All of this is nonsense, of course, but the mere form in which things are presented these days encourages such nonsense. The pope, after broad consultation over the next year and following the full Synod in 2015, will at some point issue a report. That, we may safely predict, will largely repeat the line about truth and mercy and human dignity – but Francis will also have to make certain either/or decisions.  Many people will doubtless remain unsatisfied, and with the impression that the pope could have gone further, or there’s more to be said, and maybe the next time around. . . .

As I say, nonsense, and unfair to the Church. But just yesterday two more Cardinals [4] came out in favor of Cardinal Kasper’s proposals for a “pastoral” solution to Communion for the divorced and remarried. Two Cardinals. The German bishops seem, on the whole, also to support that step. Others are being a bit more cagey about where things, ultimately, might go.
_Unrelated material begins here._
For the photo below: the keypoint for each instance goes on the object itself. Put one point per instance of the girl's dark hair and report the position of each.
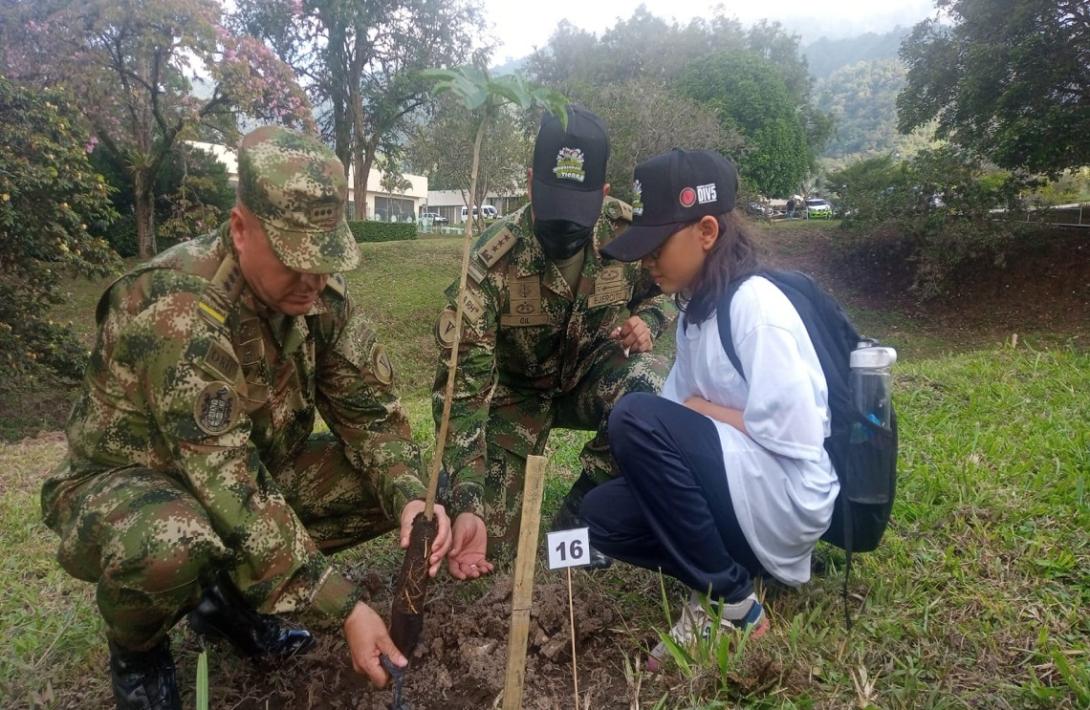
(733, 256)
Those of us of a certain age recognize this situation. It’s very like what we suffered under in the years between the close of Vatican II and the election of St. John Paul II. No one may have willed this precise outcome, but it’s what we’re getting.

Robert Royal is editor-in-chief of The Catholic Thing and president of the Faith & Reason Institute in Washington, D.C. His most recent books are Columbus and the Crisis of the West and A Deeper Vision: The Catholic Intellectual Tradition in the Twentieth Century.